Gavin Newsom’s missed opportunity


Gavin Newsom speaking at a podium with the California flag in the background.
Credit: Office of the Governor of California (public domain)

Gavin Newsom, governor of California and potential Democratic presidential candidate, was asked the other day if he is a Zionist. He was like a deer in the headlights. He had just walked back his remarks on Israel and apartheid. Then came the question. He paused, repeated the question, and said something deeply weird and creepy: “I revere the state of Israel.” I can just imagine the political calculations whirling through his head as he struggled to come up with an answer to a simple question that wouldn’t offend anyone. He ended up saying something that I have never heard an American or Israeli Jew say, or for that matter, that I have ever heard anyone say about any state.

Why is this hard? Because on the left, where Gov. Newsom will be seeking votes, “Zionism” has become an all-purpose boogeyman. There is no good reason for this. Zionism is simply the belief that the Jewish people have a right to political self-determination in their land. That’s it! It’s just the belief that the very first sentence of Article 1 of the International Covenant on Civil and Political Rights, “All peoples have the right of self-determination,” applies to the Jews just as much as it applies to all other peoples.

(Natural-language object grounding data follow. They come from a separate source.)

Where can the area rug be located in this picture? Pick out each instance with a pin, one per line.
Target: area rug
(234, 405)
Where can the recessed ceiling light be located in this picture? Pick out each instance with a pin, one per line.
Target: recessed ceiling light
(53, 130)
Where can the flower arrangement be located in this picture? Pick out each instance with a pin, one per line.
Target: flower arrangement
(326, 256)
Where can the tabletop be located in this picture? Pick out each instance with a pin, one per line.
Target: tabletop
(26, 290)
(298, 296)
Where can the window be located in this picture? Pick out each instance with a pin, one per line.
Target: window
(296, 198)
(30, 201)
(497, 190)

You can be a Zionist and favor the two-state solution to the conflict between Israel and the Palestinians. In fact, that’s the position of the AJC and other leading Jewish advocacy groups, and it’s my position.

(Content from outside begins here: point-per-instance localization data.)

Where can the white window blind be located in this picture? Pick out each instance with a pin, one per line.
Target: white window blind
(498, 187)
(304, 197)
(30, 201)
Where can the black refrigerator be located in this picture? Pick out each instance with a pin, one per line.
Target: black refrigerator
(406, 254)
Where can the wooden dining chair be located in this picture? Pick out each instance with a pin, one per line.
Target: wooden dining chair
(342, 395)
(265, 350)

You can be a Zionist and oppose actions and policies of the Israeli government. (AJC and me).

You can be a Zionist and oppose actions by Jewish extremists in the West Bank. (AJC, and me).

You don’t have to “revere” the state of Israel to be a Zionist, and frankly, I think most Jews would rather you didn’t. We don’t want to be symbols of all that is good any more than we want to be symbols of all that is bad. And the idea of revering any state is, I think, deeply un-Jewish.

You might be someone who doesn’t believe that any people has a right to a state, someone who thinks that peoplehood just isn’t a basis for collective rights. “I reject nationalism,” or whatever. If that’s you, then I respect your views. You want every state to be more like the “settler-colonial states” (the US, Canada, Australia, etc.), and less like, say, France, or Japan, or any of the many Arab states, or the nascent Palestinian state. Just be sure that you apply your principles in an evenhanded way.

In short, if you think the Jewish people is a people just like any other people, with the same fundamental political rights, congratulations, you’re a Zionist! I wish that instead of cowering in fear in the face of activists who have distorted what Zionism means beyond all recognition for their own malign political goals, smart people like Gavin Newsom, who want to be leaders, should have the courage just to tell it like it is.